Downloading  ('tblBATS_Bottle_Validation', ['cruise_ID', 'TOC', 'phosphate'])  ...
Downloading  ('tblGeotraces_Seawater_IDP2021v2', ['cruise_id', 'DOC_D_CONC_BOTTLE', 'PHOSPHATE_D_CONC_BOTTLE'])  ...


In [5]:
#this is match (the query step is what takes the time
def match(df, api, envs, cyanoFile, rowCount):
    """
    Takes a single-row dataframe containing cyano observations and colocalizes with the 
    environmental variables included in the `envs` argument. The tolerance parametrs 
    are also included in the `envs` argument.
    """ 
    def get_month(dt):
        return parse(dt).month

    def shift_dt(dt, delta):
        delta = float(delta)
        dt = parse(dt)
        dt += datetime.timedelta(days=delta)
        return dt.strftime("%Y-%m-%d %H:%M:%S")
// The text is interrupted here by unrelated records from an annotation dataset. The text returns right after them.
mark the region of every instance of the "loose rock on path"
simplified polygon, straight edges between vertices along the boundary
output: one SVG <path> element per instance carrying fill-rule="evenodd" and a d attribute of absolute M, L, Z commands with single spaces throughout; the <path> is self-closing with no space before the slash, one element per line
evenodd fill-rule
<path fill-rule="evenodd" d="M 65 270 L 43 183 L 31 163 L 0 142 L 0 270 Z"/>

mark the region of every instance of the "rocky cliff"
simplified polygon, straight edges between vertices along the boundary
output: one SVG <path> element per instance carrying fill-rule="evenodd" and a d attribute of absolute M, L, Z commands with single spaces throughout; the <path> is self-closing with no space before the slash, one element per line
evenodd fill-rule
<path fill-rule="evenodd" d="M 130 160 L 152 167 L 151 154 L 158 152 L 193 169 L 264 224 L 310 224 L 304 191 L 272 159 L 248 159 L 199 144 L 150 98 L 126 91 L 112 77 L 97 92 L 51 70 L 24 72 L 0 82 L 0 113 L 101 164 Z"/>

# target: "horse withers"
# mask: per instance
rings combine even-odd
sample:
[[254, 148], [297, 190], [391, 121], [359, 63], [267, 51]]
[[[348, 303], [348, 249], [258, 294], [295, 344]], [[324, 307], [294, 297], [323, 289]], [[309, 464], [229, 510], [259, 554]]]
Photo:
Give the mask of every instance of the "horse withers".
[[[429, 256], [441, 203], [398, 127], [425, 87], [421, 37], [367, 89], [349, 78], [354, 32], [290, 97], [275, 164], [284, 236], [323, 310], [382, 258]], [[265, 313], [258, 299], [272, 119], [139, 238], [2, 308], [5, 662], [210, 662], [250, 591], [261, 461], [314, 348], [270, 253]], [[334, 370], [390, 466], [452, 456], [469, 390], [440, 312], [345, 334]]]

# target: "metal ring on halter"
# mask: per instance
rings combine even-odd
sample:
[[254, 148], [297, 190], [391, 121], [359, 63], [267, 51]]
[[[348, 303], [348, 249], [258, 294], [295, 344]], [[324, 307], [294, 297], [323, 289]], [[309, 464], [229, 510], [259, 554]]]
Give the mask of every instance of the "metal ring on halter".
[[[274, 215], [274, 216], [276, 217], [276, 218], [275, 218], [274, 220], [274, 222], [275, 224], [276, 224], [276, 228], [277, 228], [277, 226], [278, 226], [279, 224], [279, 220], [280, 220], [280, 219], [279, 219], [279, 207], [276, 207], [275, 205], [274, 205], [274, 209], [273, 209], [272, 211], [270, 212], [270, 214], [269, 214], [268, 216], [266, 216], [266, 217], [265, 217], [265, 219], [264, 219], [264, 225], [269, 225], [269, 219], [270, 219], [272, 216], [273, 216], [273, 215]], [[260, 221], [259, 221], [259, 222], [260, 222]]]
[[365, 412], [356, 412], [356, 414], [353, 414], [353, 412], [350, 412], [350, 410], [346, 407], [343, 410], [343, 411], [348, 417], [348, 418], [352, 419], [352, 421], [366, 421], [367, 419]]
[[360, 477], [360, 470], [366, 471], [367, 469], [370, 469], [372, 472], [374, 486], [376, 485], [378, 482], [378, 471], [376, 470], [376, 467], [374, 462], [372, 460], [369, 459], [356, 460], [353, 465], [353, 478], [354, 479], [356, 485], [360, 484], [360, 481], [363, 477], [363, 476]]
    def in_time_window(sourceDT, targetMinDT, targetMaxDT):
        targetMinDT = targetMinDT.split(".000Z")[0]
        targetMaxDT = targetMaxDT.split(".000Z")[0]
        return not (
                    parse(sourceDT) < parse(targetMinDT) or 
                    parse(sourceDT) > parse(targetMaxDT)
                    )

    def construc_query(table, env, t, lat, lon, depth):
        variables = env["variables"] 
        timeTolerance = env["tolerances"][0] 
        latTolerance = env["tolerances"][1] 
        lonTolerance = env["tolerances"][2]  
        depthTolerance = env["tolerances"][3]  
        hasDepth = env["hasDepth"] 
        isClimatology = env["isClimatology"]
        inTimeRange = True
        if not isClimatology:
            startTime = env["startTime"]
            endTime = env["endTime"]    
            inTimeRange = in_time_window(t, startTime, endTime)
        selectClause = "SELECT " + ", ".join([f"AVG({v}) {v}" for v in variables]) + " FROM " + table
        timeClause = f" WHERE [time] BETWEEN '{shift_dt(t, -timeTolerance)}' AND '{shift_dt(t, timeTolerance)}' "
        if not inTimeRange or isClimatology: timeClause = f" WHERE [month]={get_month(t)} "
        latClause = f" AND lat BETWEEN {lat-latTolerance} AND {lat+latTolerance} "
        lonClause = f" AND lon BETWEEN {lon-lonTolerance} AND {lon+lonTolerance} "
        depthClause = f" AND depth BETWEEN {depth-depthTolerance} AND {depth+depthTolerance} "
        if not hasDepth: depthClause = ""                
        return selectClause + timeClause + latClause + lonClause + depthClause        


    if len(df) != 1: halt(f"Invalid dataframe input.\nExpected a single row dataframe but received {len(df)} rows.")
    rowIndex = df.index.values[0]
    df.reset_index(drop=True, inplace=True)
    t= df.iloc[0]["time"]
    lat = df.iloc[0]["lat"]
    lon = df.iloc[0]["lon"] 
    depth = 0
    if 'depth' in df.columns: depth = df.iloc[0]["depth"]
    for table, env in envs.items():
        #KL turn off next line because it's make a rather large output file and I will not browse through it 6/18/2025
        #print(f"{rowIndex} / {rowCount-1}\n\t{datetime.datetime.now()}: Colocalizing {table} with {cyanoFile} ...")
        query = construc_query(table, env, t, lat, lon, depth)
        matchedEnv = api.query(query)
        if len(matchedEnv)>0:
            for v in env["variables"]: df.at[0, v] = matchedEnv.iloc[0][v] 
    return df

In [6]:
def main():
    """
    Iterates through the list of datasets and colocalizes them with the specified environmental variables.
    Colocalized datasets are stored in the "COLOCALIZED_DIR" as csv files.
    """
    def saveColocalizedCSV(df):
        df.to_csv(f"{COLOCALIZED_DIR}{os.path.basename(cyanoFile)}", index=False) 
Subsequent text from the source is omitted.